Free Culture is just freedom of speech. Is that it?
As Lessig so eloquently explains in “Free Culture”, we have been facing a perfect storm of factors that act to limit, among other things, free speech. Since “Free Culture” was written we have faced further governmental and economic reductions in the possibility of pluralism in the US and the UK (where I am). Protecting freedom of speech is vital to protecting pluralism and to keeping our societies open. This is hardly a side issue.
Negative free speech can be aided by lobbying for legal reform and by activism against state, corporate and community closure and capture of public debate.
Positive free speech can be aided by economic, technological and social innovation and organization.
So freedom of speech doesn’t reduce the challenges or limit the options, it clarifies and underwrites them for both activists and entrepeneurs.
And “speech” isn’t just speech.
A journalist once chided Lessig for an example from “Free Culture”. A group of kids were given access to video production equipment, allowing them to document and communicate their situation in a way that was, for them, unprecedented. The journalist asked why they couldn’t just pick up guitars, accusing Lessig of technological reification.
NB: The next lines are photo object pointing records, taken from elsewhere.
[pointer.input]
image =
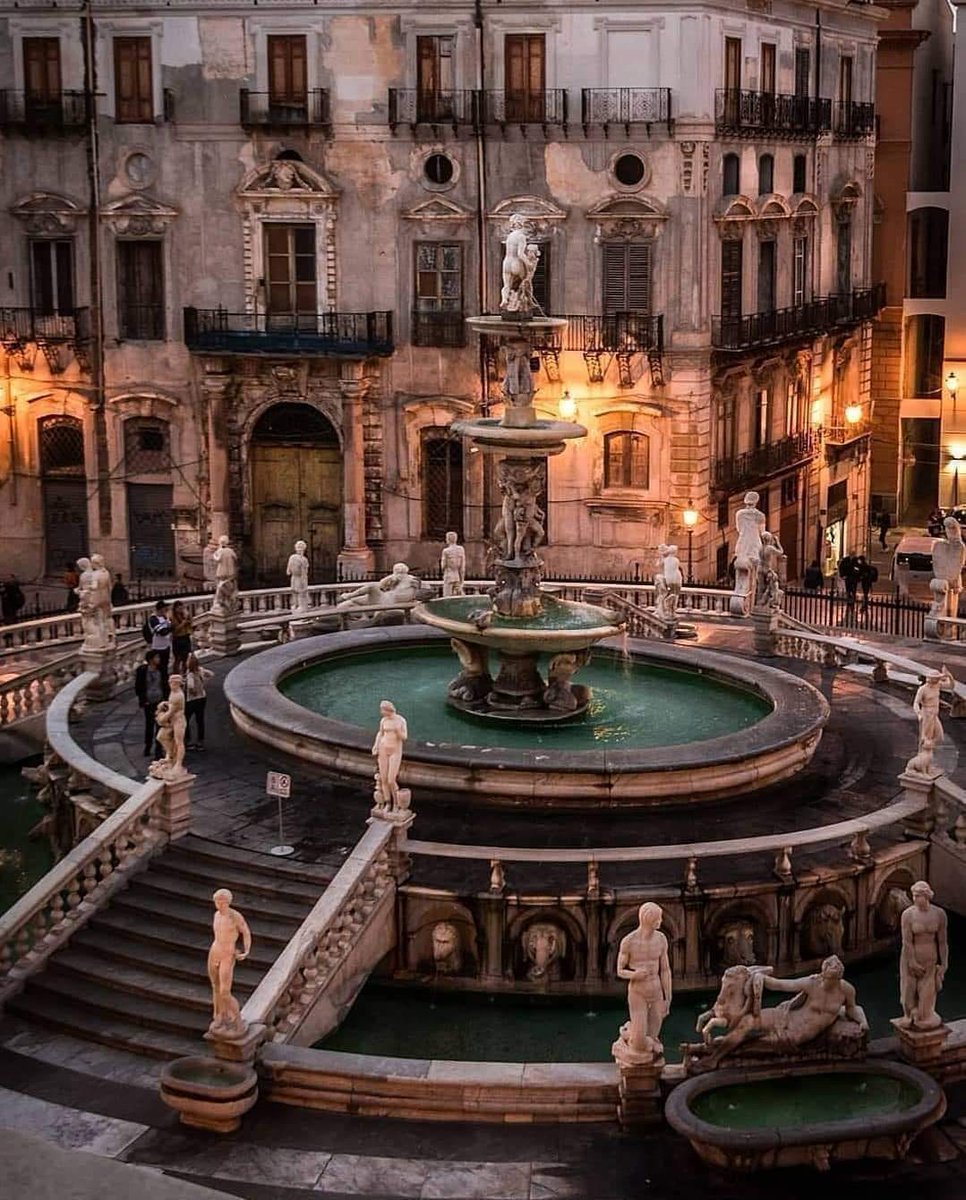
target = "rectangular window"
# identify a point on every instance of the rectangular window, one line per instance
(52, 276)
(291, 291)
(627, 276)
(731, 279)
(133, 87)
(525, 73)
(41, 72)
(435, 77)
(141, 291)
(288, 78)
(799, 270)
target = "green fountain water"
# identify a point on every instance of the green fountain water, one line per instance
(633, 706)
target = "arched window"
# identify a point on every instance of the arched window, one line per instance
(766, 174)
(627, 460)
(442, 483)
(731, 174)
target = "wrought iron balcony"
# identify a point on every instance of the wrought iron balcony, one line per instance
(855, 119)
(775, 325)
(755, 466)
(627, 107)
(523, 107)
(769, 114)
(55, 114)
(342, 334)
(409, 106)
(265, 111)
(438, 328)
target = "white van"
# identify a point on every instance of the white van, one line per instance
(912, 567)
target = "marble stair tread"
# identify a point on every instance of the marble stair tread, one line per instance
(185, 963)
(106, 1029)
(143, 979)
(160, 1013)
(132, 922)
(191, 915)
(159, 881)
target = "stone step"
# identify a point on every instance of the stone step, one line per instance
(174, 936)
(105, 1029)
(161, 1013)
(157, 880)
(184, 963)
(154, 909)
(240, 877)
(142, 979)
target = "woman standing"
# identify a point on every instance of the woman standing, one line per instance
(196, 677)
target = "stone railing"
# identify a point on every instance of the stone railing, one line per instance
(330, 955)
(90, 873)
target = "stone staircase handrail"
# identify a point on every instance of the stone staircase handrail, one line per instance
(325, 937)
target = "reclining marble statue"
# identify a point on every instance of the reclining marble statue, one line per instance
(822, 1017)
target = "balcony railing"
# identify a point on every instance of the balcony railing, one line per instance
(438, 329)
(774, 114)
(349, 334)
(64, 112)
(625, 106)
(855, 119)
(809, 319)
(755, 466)
(264, 111)
(409, 106)
(523, 107)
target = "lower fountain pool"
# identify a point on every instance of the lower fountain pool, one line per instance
(633, 705)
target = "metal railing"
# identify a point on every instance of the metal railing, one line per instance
(409, 106)
(264, 109)
(437, 328)
(353, 334)
(625, 106)
(736, 473)
(748, 113)
(43, 114)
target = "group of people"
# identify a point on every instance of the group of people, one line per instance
(169, 652)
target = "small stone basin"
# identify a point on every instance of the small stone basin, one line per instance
(815, 1115)
(209, 1093)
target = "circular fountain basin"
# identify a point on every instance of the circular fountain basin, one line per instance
(613, 762)
(807, 1115)
(561, 625)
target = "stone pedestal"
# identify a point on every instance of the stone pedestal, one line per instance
(175, 807)
(226, 636)
(919, 1047)
(101, 663)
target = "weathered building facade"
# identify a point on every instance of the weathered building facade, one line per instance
(241, 246)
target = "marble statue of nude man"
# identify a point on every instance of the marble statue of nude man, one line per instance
(227, 927)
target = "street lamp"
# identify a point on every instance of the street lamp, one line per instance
(690, 520)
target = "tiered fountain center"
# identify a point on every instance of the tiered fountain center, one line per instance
(517, 621)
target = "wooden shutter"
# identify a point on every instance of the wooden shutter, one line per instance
(627, 277)
(42, 70)
(133, 90)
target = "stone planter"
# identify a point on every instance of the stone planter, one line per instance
(209, 1093)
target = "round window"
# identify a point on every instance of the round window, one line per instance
(438, 168)
(629, 169)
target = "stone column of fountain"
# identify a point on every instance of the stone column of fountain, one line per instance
(520, 622)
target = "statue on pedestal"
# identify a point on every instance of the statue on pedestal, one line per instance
(453, 563)
(227, 927)
(923, 961)
(642, 960)
(298, 575)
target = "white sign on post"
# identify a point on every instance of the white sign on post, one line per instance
(279, 784)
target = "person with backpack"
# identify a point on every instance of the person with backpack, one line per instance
(156, 633)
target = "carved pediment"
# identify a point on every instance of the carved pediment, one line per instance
(138, 215)
(48, 213)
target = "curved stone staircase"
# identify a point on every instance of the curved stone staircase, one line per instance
(135, 977)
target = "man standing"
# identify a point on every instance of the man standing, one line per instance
(150, 688)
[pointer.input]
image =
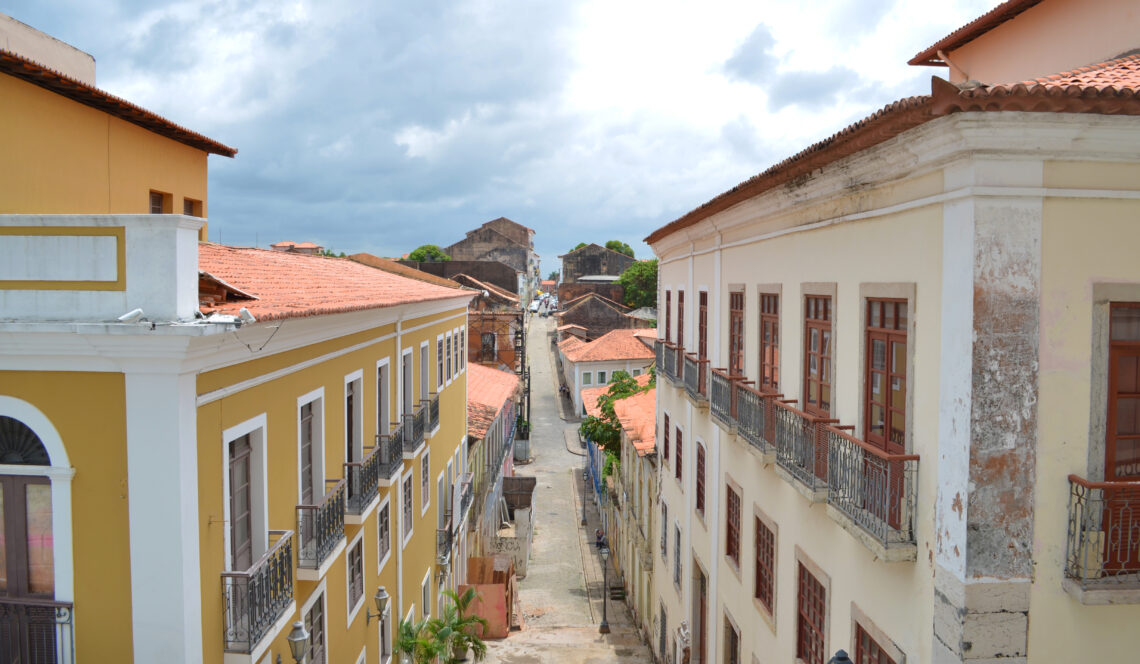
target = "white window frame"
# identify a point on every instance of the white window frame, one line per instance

Even assuming they could afford guitars the answer would be no different: because the public conversation that shapes our society today is formed in the media. A democracy cannot and must not have a media underclass. Freedom of speech means the freedom to participate in the discussion of society as peers in whatever form that discussion takes. That form is changing faster today than ever, and keeping that conversation open is vital.